Understanding how your shoulder works
Your shoulder is a ball-and-socket joint. The ball portion of the joint consists of the rounded head of the upper arm bone (humerus), and the socket portion is made up of a depression (glenoid) in the shoulder blade. The humeral head (ball) fits into the glenoid (socket) creating the joint that allows you to move your shoulder. The joint is surrounded and lined by cartilage, muscles, and tendons that provide support and stability and make it easy for you to move.
It’s your shoulder joint that lets you rotate your arm in all directions. Your range of motion depends on the proper articulation of the humeral head upon the glenoid.
In a healthy shoulder joint, the surfaces of these bones where the ball and socket rub together are very smooth and covered with a tough protective tissue called cartilage. Arthritis causes damage to the bone surfaces and cartilage. These damaged surfaces eventually become painful as they rub together.
As you might expect, there are many different reasons why you could be feeling shoulder pain, including injury, infection, and arthritis.
A common cause of shoulder pain is osteoarthritis, a degenerative joint disease that causes the cartilage in your shoulder joints to break down. When that layer of cartilage—which is meant to cushion the joints and protect the surface of the bones—is damaged or worn away, your shoulder bones come in direct contact to each other, and that contact hurts. You can feel it when you’re lifting groceries, reaching for something, or simply raising your arms to brush your teeth or hair. It may even keep you up at night.
The factors leading to the development and progression of OA include aging, obesity, joint injuries, and a family history of arthritis (genetics). Although there is no cure, early diagnosis and treatment are crucial in slowing or preventing more damage to your joints.
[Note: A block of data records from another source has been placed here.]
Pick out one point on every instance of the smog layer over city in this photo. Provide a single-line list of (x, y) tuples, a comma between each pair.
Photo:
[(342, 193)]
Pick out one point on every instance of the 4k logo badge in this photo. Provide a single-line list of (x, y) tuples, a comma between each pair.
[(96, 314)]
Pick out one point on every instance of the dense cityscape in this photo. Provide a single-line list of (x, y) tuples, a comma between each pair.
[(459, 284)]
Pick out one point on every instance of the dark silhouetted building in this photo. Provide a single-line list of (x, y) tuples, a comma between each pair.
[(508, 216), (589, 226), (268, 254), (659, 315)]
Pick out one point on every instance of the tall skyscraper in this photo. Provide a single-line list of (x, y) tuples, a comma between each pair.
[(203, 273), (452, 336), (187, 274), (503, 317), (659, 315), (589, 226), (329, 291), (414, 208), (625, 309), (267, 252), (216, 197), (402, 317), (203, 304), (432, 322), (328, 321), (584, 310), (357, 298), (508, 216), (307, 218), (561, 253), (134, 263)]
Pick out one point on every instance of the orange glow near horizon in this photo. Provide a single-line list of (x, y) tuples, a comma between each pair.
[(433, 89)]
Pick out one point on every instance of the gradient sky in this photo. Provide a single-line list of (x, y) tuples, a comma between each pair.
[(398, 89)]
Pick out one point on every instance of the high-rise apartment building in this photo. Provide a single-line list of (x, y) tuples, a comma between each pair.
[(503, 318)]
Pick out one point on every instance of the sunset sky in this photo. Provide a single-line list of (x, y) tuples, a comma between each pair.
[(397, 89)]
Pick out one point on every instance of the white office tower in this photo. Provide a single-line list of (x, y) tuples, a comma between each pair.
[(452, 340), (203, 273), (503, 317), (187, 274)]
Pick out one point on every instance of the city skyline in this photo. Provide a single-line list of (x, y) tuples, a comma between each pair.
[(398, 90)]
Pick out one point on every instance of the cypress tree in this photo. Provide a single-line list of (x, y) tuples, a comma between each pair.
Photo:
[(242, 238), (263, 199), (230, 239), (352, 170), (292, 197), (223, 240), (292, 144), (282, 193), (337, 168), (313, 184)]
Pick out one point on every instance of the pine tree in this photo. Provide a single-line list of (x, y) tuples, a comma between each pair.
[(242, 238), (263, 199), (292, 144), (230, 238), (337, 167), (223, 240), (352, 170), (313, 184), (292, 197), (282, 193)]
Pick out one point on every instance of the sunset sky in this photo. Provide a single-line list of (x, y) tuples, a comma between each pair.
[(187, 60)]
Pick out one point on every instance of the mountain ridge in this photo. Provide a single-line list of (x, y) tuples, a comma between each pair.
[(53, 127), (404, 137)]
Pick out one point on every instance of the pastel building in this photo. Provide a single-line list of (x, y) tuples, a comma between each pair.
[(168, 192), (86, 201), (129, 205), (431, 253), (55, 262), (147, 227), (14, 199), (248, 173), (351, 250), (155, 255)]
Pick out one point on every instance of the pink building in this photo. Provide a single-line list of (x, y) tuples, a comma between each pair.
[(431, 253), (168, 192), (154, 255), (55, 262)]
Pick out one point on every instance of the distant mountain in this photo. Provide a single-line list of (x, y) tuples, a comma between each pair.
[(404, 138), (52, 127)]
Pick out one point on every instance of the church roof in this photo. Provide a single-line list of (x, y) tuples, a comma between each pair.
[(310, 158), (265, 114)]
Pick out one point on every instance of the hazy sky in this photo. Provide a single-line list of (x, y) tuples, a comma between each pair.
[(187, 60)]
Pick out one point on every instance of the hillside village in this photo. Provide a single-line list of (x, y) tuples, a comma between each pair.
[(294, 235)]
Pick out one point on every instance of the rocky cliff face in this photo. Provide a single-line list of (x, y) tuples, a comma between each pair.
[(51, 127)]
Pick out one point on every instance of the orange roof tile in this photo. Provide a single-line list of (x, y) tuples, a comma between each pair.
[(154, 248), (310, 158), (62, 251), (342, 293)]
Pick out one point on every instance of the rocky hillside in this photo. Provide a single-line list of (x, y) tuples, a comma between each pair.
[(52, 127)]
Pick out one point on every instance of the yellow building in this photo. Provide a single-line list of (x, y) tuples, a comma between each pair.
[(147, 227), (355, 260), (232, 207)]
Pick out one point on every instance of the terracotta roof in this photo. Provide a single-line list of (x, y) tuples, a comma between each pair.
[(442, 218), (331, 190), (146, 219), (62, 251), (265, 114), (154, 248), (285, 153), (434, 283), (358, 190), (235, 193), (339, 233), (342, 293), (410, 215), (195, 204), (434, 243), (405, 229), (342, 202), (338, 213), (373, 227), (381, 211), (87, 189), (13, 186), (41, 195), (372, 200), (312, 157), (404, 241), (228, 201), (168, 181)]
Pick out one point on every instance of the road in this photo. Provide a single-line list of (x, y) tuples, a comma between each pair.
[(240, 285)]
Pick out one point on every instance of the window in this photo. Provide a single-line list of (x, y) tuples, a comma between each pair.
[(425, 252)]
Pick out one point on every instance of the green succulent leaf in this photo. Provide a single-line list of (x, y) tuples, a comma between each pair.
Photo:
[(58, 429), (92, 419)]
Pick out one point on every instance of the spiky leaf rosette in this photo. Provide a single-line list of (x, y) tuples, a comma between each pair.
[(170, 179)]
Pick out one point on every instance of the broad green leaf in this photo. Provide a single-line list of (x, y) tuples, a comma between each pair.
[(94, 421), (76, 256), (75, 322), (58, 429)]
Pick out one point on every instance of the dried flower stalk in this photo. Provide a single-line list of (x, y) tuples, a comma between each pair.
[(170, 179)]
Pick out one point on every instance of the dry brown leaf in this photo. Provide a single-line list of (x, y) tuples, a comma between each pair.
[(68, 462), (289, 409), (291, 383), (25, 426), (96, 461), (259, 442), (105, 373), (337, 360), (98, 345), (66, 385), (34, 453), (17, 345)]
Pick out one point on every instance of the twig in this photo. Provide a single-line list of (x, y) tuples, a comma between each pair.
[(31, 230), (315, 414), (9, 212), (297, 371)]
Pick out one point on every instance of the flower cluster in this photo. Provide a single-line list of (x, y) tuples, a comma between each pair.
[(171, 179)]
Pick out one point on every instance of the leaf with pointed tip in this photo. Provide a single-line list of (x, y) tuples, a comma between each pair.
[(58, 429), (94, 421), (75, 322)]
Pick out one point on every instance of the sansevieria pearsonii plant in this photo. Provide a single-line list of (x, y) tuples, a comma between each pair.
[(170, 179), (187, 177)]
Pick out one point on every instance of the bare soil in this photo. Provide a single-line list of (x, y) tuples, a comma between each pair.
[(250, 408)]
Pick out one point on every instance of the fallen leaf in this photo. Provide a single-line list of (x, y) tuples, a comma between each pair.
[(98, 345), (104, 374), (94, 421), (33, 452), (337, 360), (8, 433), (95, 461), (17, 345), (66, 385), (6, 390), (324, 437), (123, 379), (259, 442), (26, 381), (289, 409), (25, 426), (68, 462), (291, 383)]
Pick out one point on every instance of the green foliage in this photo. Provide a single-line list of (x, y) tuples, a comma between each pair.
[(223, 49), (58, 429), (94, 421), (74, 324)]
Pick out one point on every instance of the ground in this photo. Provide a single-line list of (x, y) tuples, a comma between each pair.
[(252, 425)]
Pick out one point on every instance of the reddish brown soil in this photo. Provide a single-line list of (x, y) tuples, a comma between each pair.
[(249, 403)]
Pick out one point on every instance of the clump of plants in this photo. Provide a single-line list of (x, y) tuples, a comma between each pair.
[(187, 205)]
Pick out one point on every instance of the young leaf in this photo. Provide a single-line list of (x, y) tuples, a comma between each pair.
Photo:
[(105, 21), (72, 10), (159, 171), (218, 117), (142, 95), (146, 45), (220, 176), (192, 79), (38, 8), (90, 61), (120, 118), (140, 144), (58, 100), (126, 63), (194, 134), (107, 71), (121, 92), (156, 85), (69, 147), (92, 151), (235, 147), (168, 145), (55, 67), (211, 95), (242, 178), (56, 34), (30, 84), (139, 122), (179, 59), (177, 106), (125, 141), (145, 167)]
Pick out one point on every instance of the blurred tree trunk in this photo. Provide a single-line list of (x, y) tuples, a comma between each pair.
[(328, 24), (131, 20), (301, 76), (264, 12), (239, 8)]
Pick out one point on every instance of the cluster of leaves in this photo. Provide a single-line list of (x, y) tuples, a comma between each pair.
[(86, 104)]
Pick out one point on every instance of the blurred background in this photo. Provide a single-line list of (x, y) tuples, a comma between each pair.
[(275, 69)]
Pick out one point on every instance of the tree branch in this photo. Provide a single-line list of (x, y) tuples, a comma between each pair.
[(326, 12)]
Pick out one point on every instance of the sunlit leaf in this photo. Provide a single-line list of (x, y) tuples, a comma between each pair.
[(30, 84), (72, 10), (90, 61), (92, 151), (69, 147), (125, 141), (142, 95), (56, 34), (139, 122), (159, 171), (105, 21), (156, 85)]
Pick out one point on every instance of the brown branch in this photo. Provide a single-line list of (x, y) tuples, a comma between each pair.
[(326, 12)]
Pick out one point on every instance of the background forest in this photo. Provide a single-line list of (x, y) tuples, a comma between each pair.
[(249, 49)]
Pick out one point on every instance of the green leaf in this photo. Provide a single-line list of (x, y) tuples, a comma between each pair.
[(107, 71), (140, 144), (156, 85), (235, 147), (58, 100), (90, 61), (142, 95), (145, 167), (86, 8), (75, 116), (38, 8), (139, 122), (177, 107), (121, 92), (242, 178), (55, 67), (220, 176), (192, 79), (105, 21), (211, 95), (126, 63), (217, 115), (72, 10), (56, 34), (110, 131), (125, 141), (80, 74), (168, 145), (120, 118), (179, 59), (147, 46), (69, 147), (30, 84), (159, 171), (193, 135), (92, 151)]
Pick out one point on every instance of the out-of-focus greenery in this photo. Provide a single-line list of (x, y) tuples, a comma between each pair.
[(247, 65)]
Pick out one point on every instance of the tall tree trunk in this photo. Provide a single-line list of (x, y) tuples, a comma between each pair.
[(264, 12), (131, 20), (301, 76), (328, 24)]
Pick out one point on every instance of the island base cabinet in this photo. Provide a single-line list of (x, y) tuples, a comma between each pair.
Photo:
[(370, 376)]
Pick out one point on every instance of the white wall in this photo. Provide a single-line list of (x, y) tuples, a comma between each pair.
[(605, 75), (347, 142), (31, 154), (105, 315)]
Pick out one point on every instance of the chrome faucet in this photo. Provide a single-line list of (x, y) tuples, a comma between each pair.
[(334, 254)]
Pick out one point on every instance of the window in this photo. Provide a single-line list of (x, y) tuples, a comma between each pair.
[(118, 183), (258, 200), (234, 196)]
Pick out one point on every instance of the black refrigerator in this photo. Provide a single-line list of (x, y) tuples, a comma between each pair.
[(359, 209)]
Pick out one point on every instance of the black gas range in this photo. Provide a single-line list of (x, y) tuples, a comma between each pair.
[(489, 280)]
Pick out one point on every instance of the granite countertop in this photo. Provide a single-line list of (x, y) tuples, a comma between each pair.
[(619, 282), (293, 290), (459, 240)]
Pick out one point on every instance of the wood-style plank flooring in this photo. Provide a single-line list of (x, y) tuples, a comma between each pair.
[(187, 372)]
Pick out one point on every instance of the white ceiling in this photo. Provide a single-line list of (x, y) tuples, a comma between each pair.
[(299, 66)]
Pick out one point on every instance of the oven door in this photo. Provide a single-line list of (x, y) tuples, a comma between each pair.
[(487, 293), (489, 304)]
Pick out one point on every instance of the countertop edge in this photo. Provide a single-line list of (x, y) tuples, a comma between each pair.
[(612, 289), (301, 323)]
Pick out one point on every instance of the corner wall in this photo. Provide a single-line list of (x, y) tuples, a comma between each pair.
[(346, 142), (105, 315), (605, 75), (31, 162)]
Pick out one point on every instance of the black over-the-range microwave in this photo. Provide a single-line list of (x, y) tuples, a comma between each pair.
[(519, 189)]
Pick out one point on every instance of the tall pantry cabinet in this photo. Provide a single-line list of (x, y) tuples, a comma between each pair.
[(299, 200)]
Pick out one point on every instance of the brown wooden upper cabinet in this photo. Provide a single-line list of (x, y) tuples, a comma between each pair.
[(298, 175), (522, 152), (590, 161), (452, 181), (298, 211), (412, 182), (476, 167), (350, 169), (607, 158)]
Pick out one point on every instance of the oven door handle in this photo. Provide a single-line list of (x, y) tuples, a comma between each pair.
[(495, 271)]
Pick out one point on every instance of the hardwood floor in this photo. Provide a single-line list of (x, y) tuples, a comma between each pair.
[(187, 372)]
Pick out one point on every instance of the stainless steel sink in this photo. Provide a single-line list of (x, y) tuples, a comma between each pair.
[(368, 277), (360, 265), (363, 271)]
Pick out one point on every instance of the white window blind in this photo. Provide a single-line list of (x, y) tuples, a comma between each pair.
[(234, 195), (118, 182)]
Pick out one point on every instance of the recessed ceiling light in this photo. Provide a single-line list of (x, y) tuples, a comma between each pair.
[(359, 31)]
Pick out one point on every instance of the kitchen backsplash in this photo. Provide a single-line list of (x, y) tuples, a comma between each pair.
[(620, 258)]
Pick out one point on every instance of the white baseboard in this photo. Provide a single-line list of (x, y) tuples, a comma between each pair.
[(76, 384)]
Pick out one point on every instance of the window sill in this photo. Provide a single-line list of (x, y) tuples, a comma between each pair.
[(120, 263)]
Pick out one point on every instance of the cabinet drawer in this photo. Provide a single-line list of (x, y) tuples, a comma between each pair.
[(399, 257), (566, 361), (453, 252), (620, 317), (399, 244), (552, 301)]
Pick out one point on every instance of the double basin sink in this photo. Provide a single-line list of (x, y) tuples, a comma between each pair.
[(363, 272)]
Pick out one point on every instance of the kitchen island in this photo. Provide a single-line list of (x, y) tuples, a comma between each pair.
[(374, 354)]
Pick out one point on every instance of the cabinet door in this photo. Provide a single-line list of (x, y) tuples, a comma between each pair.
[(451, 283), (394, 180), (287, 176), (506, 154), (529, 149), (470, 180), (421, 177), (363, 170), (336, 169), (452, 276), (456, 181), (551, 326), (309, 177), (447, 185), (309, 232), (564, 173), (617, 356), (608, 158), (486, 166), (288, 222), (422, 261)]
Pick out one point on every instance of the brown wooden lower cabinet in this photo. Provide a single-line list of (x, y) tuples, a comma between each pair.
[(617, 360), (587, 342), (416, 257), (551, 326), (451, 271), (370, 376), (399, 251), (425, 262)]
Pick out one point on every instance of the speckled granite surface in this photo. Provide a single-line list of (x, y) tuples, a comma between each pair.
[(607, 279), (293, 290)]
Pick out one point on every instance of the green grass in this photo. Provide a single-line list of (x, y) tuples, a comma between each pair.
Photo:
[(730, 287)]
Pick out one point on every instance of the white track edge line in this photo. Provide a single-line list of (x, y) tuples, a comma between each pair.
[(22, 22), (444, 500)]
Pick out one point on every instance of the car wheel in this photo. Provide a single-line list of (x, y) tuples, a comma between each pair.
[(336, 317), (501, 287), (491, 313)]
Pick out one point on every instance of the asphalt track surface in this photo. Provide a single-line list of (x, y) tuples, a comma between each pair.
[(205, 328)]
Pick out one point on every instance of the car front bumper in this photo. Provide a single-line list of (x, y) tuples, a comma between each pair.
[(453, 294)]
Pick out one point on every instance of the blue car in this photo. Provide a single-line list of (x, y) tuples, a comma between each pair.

In rheumatoid arthritis, the lining of the joint (synovium) becomes inflamed. The inflammation causes chemicals to be released that thicken the synovium and damage the cartilage and bone of the affected joint. This inflammation of the synovium causes pain and swelling.
The rotator cuff is the group of muscles and tendons that hold your shoulder together to give you strength and stability. Rotator-cuff arthropathy is a combination of two types of damage—not only has the cartilage deteriorated, but the rotator-cuff tendon that connects the muscle to the bone has also been severely worn or torn. This causes pain and may significantly limit your shoulder’s range of motion, making it nearly impossible to perform many tasks requiring shoulder movement.
The good news about arthritis in the shoulder is that it can be treated. Arthritis is a disease that typically worsens over the years, so it is common for treatment to involve more than one approach and to change over time. For some people, nonsurgical treatments such as lifestyle changes, medications, and physical therapy help alleviate the pain. For others, shoulder replacement surgery may be a long-term solution. Together, you and your doctor can determine the best treatment options for you.